Crystal Wands and Cervical Orgasms

Crystal Wands and Cervical Orgasms

I got a really warm response to my recent post titled “Nobody is coming to save you”. It seems that my determination to stop the Covid slow-down in my own life resonated with a lot of other people! Quite a lot of us have had enough of the lethargy dragging us down due to the pandemic.

 

As part of my desire to reclaim my old, pre-Covid self, I decided to go back to my favourite sexual practices.
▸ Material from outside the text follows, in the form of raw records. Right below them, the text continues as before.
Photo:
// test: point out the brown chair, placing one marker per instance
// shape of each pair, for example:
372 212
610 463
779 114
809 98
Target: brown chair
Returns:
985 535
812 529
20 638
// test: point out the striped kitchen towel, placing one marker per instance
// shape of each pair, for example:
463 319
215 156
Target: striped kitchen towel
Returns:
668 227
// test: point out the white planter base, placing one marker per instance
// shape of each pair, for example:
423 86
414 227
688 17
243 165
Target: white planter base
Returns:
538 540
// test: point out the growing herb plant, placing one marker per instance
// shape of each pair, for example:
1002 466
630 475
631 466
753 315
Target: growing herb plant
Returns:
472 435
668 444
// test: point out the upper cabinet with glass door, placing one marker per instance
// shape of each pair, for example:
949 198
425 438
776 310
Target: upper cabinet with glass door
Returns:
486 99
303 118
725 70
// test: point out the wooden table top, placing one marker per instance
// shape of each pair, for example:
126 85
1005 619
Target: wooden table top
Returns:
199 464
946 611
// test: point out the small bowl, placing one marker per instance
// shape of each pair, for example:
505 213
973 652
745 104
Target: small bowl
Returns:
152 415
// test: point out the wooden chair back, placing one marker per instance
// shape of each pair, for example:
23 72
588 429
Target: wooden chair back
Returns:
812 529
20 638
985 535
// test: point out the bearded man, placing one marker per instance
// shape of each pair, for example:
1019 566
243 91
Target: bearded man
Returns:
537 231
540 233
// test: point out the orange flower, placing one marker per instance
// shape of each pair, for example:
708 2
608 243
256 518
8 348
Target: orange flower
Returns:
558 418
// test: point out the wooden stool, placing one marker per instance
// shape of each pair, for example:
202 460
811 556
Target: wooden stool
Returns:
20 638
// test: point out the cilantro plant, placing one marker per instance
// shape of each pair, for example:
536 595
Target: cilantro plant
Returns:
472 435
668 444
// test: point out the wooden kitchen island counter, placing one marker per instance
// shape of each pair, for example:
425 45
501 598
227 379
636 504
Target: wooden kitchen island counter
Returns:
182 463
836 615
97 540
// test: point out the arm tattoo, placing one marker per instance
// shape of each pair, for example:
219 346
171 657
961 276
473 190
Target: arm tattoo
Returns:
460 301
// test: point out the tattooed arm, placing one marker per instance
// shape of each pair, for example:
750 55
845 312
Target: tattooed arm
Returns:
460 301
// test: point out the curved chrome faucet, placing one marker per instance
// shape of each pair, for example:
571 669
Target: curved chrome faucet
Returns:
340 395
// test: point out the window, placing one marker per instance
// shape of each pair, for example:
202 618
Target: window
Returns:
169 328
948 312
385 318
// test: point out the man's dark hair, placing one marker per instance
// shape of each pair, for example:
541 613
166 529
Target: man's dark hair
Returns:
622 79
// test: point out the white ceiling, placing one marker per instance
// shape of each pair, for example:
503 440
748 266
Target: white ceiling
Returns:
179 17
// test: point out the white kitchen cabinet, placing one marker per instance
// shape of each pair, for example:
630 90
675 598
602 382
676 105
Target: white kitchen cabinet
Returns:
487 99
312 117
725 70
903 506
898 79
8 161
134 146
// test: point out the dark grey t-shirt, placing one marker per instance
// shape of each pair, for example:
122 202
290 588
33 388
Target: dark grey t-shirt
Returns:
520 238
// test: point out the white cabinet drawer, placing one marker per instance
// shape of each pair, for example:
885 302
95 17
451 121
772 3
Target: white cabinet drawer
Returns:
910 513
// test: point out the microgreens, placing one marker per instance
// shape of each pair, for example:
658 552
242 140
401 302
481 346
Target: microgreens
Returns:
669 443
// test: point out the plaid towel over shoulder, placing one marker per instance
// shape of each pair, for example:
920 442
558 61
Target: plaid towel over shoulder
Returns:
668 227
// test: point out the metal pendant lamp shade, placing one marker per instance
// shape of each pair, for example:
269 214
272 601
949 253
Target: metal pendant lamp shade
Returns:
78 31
And one of them playing with my rose quartz pleasure wand.

 

I originally got my wand years ago.

 

Back then I was still in the process of healing a lot of my old sexual trauma and wounding. I kept using tantric practices to re-sensitize my genitals and the rest of my body. But the point of using the wand was to specifically work on my cervix.

 

Cervix is located at the end of the vaginal canal and forms an entrance to the womb. Stimulating the cervix pleasurably can lead to a cervical orgasm which to me is an absolute holy grail of all female orgasms! Cervical orgasm feels like waves of incredibly deep pleasure spreading slowly and flowing through my entire system, vibrating in my cells, overtaking my entire body, taking my breath away…

 

But recently I started noticing a loss of sensation in my cervix.

 

It seems that I’ve neglected it over the last few months. Or maybe it’s been responding to a low level stress and anxiety in my body caused by the unusual events in the world?….

 

First two or three times using my wand again didn’t bring mind-blowing results but I knew better than to give up too quickly. I continued my practice and it truly paid off! The fourth session of self-pleasure with my crystal dildo brought me into a trance-like state of ecstatic bliss and cervical orgasm.

 

It felt so good to be back!

 

I felt connected, sensual, erotic, cherishing my cervix together with the rest of my sensitive body. When I finally pulled the wand out of my vagina, I felt joy, love and happiness blissfully flooding my entire system.

 

A lot of women don’t realize what their bodies are capable of. A lot have never heard of cervical orgasms! Most women experience their cervix as completely numb and hence unable to feel any pleasure. This is due to years of mechanical, disconnected sex where the head of the penis repeatedly hits the cervix painfully, leading to loss of sensitivity.

 

The good news is that any woman can heal herself and reclaim the full orgasmic potential of her cervix.

 

Crystal wand is a particularly powerful tool to do that as it can easily reach and massage the depths of the vaginal canal, while activating the numb nerve endings and bringing back that natural sense of aliveness and pleasure.

 

Is it time to get your own pleasure wand? Check out my favourite Rose Quartz Pleasure Wands available through a supplier I use and trust. And enjoy your own orgasmic journey!!!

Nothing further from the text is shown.